Despite demands from MPs across the green benches, Cox will not release legal advice sought by the government on the deal in full, instead giving a summary during a speech in the Commons on Monday.

But parliamentarians have argued the government is required to release the full advice – including Cox’s legal opinion – following a unanimous binding vote last month.

Ministers have been accused of ignoring the will of the House after saying they will publish only a “full reasoned political statement” on the legal position concerning the Withdrawal Agreement – particularly the Northern Ireland backstop.

Keir Starmer MP, Labour’s shadow Brexit secretary, said: “At this critical stage, MPs can’t be kept in the dark, nor can we risk parliament being bounced into a decision without having all of the facts available.

“Ministers should accept this motion and allow MPs to have an informed debate about the UK’s future relationship with the EU after Brexit.”

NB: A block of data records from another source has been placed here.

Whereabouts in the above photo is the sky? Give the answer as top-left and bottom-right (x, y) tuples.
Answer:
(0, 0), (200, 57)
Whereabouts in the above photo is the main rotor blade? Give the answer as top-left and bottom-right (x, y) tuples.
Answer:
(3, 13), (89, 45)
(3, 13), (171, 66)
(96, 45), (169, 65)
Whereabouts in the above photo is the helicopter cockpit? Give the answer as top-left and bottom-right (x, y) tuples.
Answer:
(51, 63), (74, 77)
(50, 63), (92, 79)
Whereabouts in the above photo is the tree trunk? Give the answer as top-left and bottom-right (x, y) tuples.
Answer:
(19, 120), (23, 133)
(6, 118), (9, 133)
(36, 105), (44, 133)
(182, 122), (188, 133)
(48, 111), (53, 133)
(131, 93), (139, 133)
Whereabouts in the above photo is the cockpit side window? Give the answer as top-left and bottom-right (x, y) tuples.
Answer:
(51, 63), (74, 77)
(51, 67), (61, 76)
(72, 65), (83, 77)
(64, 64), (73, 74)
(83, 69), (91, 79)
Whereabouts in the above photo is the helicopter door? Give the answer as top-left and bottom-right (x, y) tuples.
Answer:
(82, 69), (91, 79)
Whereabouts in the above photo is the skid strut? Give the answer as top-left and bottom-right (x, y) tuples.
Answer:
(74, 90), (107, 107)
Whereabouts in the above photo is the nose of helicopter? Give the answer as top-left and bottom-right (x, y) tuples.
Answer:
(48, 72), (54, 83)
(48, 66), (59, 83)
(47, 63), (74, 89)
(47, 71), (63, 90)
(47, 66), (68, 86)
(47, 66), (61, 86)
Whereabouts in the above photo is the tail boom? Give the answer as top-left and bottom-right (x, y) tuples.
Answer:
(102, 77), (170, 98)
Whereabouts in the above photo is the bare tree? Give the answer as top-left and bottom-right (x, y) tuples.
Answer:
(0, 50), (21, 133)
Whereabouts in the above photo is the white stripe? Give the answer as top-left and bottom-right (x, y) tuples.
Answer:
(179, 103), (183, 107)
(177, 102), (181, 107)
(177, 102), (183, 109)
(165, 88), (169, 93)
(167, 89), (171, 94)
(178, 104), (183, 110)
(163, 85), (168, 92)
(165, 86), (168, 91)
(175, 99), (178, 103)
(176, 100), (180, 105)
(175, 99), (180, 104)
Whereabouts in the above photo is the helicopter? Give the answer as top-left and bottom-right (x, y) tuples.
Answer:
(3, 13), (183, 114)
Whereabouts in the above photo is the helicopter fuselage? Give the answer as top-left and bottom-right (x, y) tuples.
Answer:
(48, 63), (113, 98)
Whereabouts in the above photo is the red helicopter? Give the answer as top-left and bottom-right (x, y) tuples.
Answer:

Many politicians believe the public, “not just the cabinet” should be given full access to all of the facts.

Which MPs Are Objecting?

Labour, obviously – but worryingly for ministers, Jeremy Corbyn’s party says it has the support of the DUP, who prop up the government in the Commons, as well as the SNP and the Liberal Democrats.  Many Tory MPs are also demanding to see the advice.

In his weekly column in The Daily Telegraph, former foreign secretary Boris Johnson said it was a “scandal” that ministers were withholding the full information.

“It is outrageous that the public should be prevented from knowing the full legal implications of this appalling deal – when it is their rights, their freedoms, their hard-won suffrage, that are about to be bartered away,” he said.

What Are They Going To Do?

Disgruntled MPs could initiate proceedings against the government for contempt of parliament.

Under Commons rules, if the Speaker allows a contempt motion to go before the House and the vote is carried, it would then be referred to the Committee of Privileges.

John Bercow warned ministers of the risks last week, telling Starmer that he was “free to write to me as early as he likes to suggest that the House has seen or is about to be subject to a contempt and seeking precedence for a motion to deal with it” following the announcement that the advice would not be released.

The Speaker added: “It will be for me to decide, and I will not linger, whether there is an arguable case that a contempt has been committed and therefore whether an appropriate motion should be put urgently before the House.” 

If the committee rules a contempt has occurred, it can recommend a suitable punishment which is then put back to MPs to agree.

In theory, the most severe penalty is expulsion from the House, although the prospects of that happening would appear remote.

Another punishment is being locked up in the small prison cell in the base of the tower that holds Big Ben, but that hasn’t been handed out since MP Charles Bradlaugh was imprisoned in the 1880s.

Lesser punishments include a fine, or imprisonment in a regular jail.

Will It Be Entertaining?

Yes. Attorney General Geoffrey Cox is the gent who warmed-up the stage for May at the Tory Conference earlier this year, wowing the crowd and much of the public with his speech.

His description of the UK even included a few lines of Milton:

“Methinks I see in my mind a noble and puissant nation rousing herself like a strong man after sleep, and shaking her invincible locks.”

What Else Do I Need To Know?

May’s chief Brexit adviser secretly warned her that the Northern Ireland backstop agreed in her deal with Brussels was a “bad outcome” for Britain, it has been reported.

In a letter to the prime minister, Oliver Robbins said the backstop, intended to prevent the return of a hard border with the Republic, would mean the imposition of regulatory checks between the North and the rest of the UK, according to The Daily Telegraph.